Categories

Versions

Superset (RapidMiner Studio Core)

Synopsis

This operator takes two ExampleSets as input and adds new features of the first ExampleSet to the second ExampleSet and vice versa to generate two supersets. The resultant supersets have the same set of attributes but the examples may be different.

Description

The Superset operator generates supersets of the given ExampleSets by adding new features of one ExampleSet to the other ExampleSet. The values of the new features are set to missing values in the supersets. This operator delivers two supersets as output: The first has all attributes and examples of the first ExampleSet + all attributes of the second ExampleSet (with missing values) The second has all attributes and examples of the second ExampleSet + all attributes of the first ExampleSet (with missing values) Thus both supersets have the same set of regular attributes but the examples may be different. It is important to note that the supersets can have only one special attribute of a kind.
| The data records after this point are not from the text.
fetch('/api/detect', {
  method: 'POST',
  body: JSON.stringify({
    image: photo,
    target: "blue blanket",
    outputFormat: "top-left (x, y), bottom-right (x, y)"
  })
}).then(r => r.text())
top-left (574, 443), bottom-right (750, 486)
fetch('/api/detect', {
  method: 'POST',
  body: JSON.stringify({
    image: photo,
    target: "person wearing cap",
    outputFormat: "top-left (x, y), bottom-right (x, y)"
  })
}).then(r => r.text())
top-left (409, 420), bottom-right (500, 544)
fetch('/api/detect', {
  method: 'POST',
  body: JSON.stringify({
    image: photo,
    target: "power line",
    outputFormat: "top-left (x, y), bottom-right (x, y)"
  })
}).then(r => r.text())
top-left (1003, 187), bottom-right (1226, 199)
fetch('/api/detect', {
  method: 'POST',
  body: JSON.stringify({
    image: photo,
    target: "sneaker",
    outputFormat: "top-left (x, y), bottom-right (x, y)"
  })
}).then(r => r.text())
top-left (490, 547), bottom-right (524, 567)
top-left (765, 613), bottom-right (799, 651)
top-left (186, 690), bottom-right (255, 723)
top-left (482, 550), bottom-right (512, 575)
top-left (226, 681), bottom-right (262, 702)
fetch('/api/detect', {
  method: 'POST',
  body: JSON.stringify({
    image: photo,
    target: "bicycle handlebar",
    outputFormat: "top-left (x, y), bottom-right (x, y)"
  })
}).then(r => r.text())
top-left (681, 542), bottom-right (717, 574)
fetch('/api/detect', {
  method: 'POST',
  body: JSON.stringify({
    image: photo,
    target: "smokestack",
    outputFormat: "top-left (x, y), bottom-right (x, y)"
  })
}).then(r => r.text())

By default this operator adds only new 'regular' attributes to the other ExampleSet for generating supersets. For example, if both input ExampleSets have a label attribute then the first superset will have all attributes of the first ExampleSet (including label) + all regular attributes of the second ExampleSet. The second superset will behave correspondingly. The include special attributes parameter can be used for changing this behavior. But it should be used carefully because even if this parameter is set to true, the resultant supersets can have only one special attribute of a kind. Please study the attached Example Process for better understanding.

Input

  • example set 1 (Data Table)

    This input port expects an ExampleSet. It is the output of the Retrieve operator in the attached Example Process. The output of other operators can also be used as input. It is essential that meta data should be attached with the data for the input because attributes are specified in their meta data.

  • example set 2 (Data Table)

    This input port expects an ExampleSet. It is the output of the Retrieve operator in the attached Example Process. The output of other operators can also be used as input. It is essential that meta data should be attached with the data for the input because attributes are specified in their meta data.

Output

  • superset 1 (Data Table)

    The first superset of the input ExampleSets is delivered through this port.

  • superset 2 (Data Table)

    The second superset of the input ExampleSets is delivered through this port.

Parameters

  • include_special_attributesThis parameter indicates if the special attributes should be included for generation of the supersets. This operator should be used carefully especially if both ExampleSets have the same special attributes because the resultant supersets can have only one special attribute of a kind. Range: boolean

Tutorial Processes

Generating supersets of the Golf and Iris data sets

In this process the 'Golf' and 'Iris' data sets are loaded using the Retrieve operators. Breakpoints are inserted after the Retrieve operators so that you can have a look at the input ExampleSets. When you run the process, first you see the 'Golf' data set. It has four regular and one special attribute with 14 examples each. When you continue the process, you will see the 'Iris' data set. It has four regular and two special attributes with 150 examples each. Note that the meta data of both ExampleSets is very different. The Superset operator is applied for generating supersets of these two ExampleSets. The resultant supersets can be seen in the Results Workspace. You can see that one superset has all attributes and examples of the 'Iris' data set + 4 regular attributes of the 'Golf' data set (with missing values). The other superset has all attributes and examples of the 'Golf' data set + 4 regular attributes of the 'Iris' data set (with missing values).